Dynamic growth in emerging economies will be the principal factor driving commercial aircraft requirements in the coming 20 years, according to Airbus. Other major contributions will come from increased global urbanization and a doubling of middle-class populations. “By 2031 the number of ‘mega-cities’ will more than double to 92, and 90 percent of the world’s traffic will be between (or through) these points,” concluded the European airframer in its new 2012-31 market forecast, released in London on September 4.
Airbus analysts see demand for 28,200 passenger aircraft (with 100 or more seats) and freighters nominally valued at almost $4 trillion (up from 27,860 aircraft worth $3.5 trillion foreseen 12 months ago). According to the manufacturer, more than 27,350 of them will be passenger aircraft.
The company predicts a 20-year need for 1,710 very large aircraft (with 400 or more seats), including almost 900 freighters. Nearly half (46 percent) of such high-capacity aircraft will go to operators in the Asia-Pacific region, while almost a quarter (23 percent) will go to North America and close to one in five (19 percent) will enter European service.
Demand for twin-aisle aircraft offering 250 to 400 seats amounts to 6,970 aircraft, including freighters. “Of these, 6,500 are passenger aircraft valued at $1.6 trillion,” according to the manufacturer. Asia-Pacific leads demand (again accounting for 46 percent of deliveries), ahead of Europe (17 percent) and North America (13 percent).

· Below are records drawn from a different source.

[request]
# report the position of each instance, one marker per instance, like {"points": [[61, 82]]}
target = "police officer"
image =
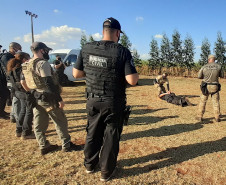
{"points": [[49, 101], [159, 83], [4, 92], [210, 86], [108, 67]]}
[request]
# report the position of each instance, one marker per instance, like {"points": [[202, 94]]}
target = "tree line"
{"points": [[175, 52]]}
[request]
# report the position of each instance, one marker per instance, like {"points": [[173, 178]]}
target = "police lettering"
{"points": [[98, 61]]}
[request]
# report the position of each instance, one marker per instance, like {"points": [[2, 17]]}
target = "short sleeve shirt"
{"points": [[127, 65], [43, 68]]}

During the 2012-31 time frame, Airbus forecasts that manufacturers will deliver more than 19,500 single-aisle aircraft nominally worth more than $1.6 trillion. Asia-Pacific will lead demand for the smaller machines, too, accounting for a third of all the new aircraft, followed by North America (25 percent) and Europe (22 percent). Airbus sees some 30 percent of all single-aisle deliveries going to low-cost carriers.
“Aside from growth in international traffic, by 2031 four of the world’s biggest traffic flows will be domestic–China, India, intra-Western Europe and U.S.–and these account for a third of world traffic,” according to Airbus COO for customers John Leahy. “In 20 years, China’s domestic passenger traffic will overtake U.S. domestic traffic to become the Number 1 flow in our forecast. Aviation is essential not just for international commerce but also for domestic economies.”
Asia-Pacific will account for 35 percent of all new aircraft deliveries, followed by Europe and North America (21 percent each). China will represent the single most valuable market, ahead of the U.S., the United Arab Emirates and India, predicts the new Airbus forecast.